Пинеда рассмеялся совсем так же, как смеялся когда-то: словно принц из средневековой легенды, который снизошел до беседы с простым крестьянином и хочет изо всех сил подладиться под него. Я отлично помню, как он достал из кармана курительную бумагу и принялся что-то писать на ней – с самым беспечным видом, не задумываясь, – и написал целое стихотворение. Как ни странно, я запомнил из него лишь первую строку, безусловно весьма красноречивую: «Глупость – не мой конек». Затем он свернул из листка сигарету и безмятежно закурил, иначе говоря, в буквальном смысле превратил свое сочинение в дым.
Покончив с сигаретой – и со стихотворением, – он глянул на меня, улыбнулся и сказал: – Главное – написать.
Эта его выходка показалась мне верхом изысканности – взять и вот так просто обратить только что созданное в пепел.

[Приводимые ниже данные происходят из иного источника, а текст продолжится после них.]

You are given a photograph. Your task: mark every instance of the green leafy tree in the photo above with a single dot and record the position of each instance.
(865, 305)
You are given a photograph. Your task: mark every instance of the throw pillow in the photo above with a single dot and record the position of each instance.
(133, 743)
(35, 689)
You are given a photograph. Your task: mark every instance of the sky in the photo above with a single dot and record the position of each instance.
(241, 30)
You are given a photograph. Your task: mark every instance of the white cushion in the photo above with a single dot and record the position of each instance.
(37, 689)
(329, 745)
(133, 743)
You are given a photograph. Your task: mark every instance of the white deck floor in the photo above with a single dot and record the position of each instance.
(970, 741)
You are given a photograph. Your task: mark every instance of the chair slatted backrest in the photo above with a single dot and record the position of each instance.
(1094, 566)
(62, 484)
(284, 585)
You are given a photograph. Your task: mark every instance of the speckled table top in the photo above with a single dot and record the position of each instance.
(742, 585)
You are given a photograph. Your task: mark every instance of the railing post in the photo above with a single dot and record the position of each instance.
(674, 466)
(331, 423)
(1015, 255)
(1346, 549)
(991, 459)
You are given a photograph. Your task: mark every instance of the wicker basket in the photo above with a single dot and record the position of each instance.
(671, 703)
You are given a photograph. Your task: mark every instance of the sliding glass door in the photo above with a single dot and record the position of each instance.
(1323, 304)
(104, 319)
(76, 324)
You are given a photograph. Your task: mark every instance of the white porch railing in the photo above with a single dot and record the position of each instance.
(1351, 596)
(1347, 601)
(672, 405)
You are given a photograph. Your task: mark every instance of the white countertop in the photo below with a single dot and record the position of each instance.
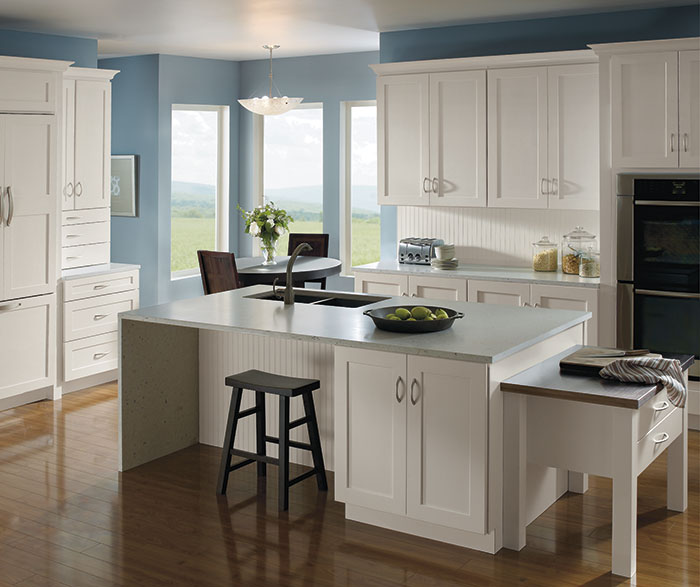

Потом он сообщил, что изучает право, потому что философия – занятие для девиц и монашек. После этой встречи я не видел его очень долго, очень и очень долго, вернее, порой он мелькал где-то поблизости, но всегда в компании новых друзей, что мешало мне восстановить наши отношения, ту чудесную дружбу, которая связывала нас прежде. Время спустя я узнал от кого-то, что он намерен учиться на нотариуса. Потом мы несколько лет совсем не виделись. И столкнулись только в конце восьмидесятых – при обстоятельствах совершенно неожиданных. Пинеда женился, обзавелся двумя детьми. Он познакомил меня сосвоей женой. Он превратился в респектабельного нотариуса, но прежде успел помотаться по всей Испании, пока наконец не осел в Барселоне, где только что открыл собственную юридическую контору. Мне он показался удивительно красивым – особенно неотразимым делали его посеребренные виски. Теперь, как и в былые времена, он, на мой взгляд, чем-то решительно отличался от прочих смертных. Прошло столько лет, но я снова почувствовал, что в его присутствии мое бедное сердце затрепетало. Итак, я уже сказал, что он познакомил меня со своей женой – ужасной толстухой, смахивающей на крестьянку из Трансильвании. Не успел я справиться с изумлением, как нотариус Пинеда предложил мне сигарету, которую я, разумеется, взял.
– Надеюсь, это не одно из твоих стихотворений? – спросил я свойским тоном, продолжая пялиться на проклятую тетку, которая ну никак не могла иметь с ним ничего общего.